Der junge Kongolese fragt sich: «Warum lügt sie? Warum will sie unsere Leben zerstören?» Und sowieso: «Ich habe es nicht nötig, eine Frau zu vergewaltigen.» Er habe an diesem Tag eine abgeschleppt, doch die sei dann vorher wieder gegangen.
Kurz: M. ist sich keiner Schuld bewusst. Trotzdem schämt er sich. «Alle reden über den Fall. Das ist peinlich.» Er habe nicht damit gerechnet, verurteilt zu werden. «Ich bin frustriert und schockiert.»
Auch der mitverurteilte David A. hat mit einem anderen Urteil gerechnet. «Wir sind unschuldig», sagt er zu Blick. «Wir werden bis zum Ende kämpfen, es ist noch nicht vorbei.» Edson T. wollte nicht zitiert werden.

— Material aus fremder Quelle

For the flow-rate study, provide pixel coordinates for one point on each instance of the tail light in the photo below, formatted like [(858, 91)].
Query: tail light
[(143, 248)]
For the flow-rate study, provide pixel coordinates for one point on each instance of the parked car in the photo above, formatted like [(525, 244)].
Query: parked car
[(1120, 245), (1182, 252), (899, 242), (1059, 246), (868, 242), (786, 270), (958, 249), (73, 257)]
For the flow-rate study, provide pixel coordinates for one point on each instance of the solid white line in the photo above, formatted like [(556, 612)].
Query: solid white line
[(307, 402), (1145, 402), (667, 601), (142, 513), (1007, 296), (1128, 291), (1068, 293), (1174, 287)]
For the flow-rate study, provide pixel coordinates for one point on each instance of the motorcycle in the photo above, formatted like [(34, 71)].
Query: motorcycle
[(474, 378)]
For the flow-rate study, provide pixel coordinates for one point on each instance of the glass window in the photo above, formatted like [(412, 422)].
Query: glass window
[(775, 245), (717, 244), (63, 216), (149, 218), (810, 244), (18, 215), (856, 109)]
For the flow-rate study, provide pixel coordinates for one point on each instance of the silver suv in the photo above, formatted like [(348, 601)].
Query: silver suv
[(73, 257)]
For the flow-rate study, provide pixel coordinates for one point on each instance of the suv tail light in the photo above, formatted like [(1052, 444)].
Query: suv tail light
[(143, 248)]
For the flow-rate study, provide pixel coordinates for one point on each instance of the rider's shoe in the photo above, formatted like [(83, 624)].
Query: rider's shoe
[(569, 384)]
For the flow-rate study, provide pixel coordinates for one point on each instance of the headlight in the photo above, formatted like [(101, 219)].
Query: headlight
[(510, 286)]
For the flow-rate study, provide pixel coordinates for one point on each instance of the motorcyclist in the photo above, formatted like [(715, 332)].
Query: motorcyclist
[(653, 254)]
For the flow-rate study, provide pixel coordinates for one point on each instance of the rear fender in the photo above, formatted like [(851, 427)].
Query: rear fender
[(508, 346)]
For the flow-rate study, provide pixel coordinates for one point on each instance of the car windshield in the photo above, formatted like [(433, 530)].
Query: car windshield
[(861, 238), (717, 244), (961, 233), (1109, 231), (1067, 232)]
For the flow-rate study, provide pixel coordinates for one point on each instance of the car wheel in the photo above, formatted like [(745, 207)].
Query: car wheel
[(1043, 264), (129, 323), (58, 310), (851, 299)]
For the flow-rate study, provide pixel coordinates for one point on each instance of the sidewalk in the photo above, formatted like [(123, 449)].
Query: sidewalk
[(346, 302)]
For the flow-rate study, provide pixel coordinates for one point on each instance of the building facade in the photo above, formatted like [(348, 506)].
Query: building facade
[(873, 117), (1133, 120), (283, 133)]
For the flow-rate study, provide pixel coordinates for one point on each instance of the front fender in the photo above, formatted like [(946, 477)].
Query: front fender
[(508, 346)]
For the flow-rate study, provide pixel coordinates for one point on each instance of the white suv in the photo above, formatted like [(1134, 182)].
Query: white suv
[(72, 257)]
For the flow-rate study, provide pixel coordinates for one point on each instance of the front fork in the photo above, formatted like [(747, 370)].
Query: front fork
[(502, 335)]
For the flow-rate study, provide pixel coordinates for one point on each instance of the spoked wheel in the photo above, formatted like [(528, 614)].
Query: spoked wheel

Opfer denkt jeden Tag an Verbrechen
Ebenfalls noch nicht vorbei ist es für Sara B. und ihre Anwältin Jacy Pillonel. Denn auch sie wollen Rekurs gegen das Urteil einlegen. Natürlich mit dem gegenteiligen Ziel als das der Täter. Das Opfer meint: «Ich hätte mir gewünscht, dass ich für Jahre Ruhe vor meinen Peinigern gehabt hätte. Oder dass zumindest alle in den Knast müssen.» Denn: «Wir sprechen immer von vier Tätern.»
Unabhängig davon, wie lange die Täter im Gefängnis schmoren – das Trauma des Opfers wird für immer bleiben. «Ich denke jeden Tag daran, was damals passiert ist», sagt Sara B., obwohl sie nur bruchstückhafte Erinnerungen an die Tatnacht hat.
Mittlerweile leide sie an einer Depression. Immerhin: «Als das Video in Freiburg die Runde machte, tuschelte man hinter vorgehaltener Hand über mich. Das ist jetzt nicht mehr so. Aber der seelische Schmerz wird mich mein ganzes Leben begleiten.»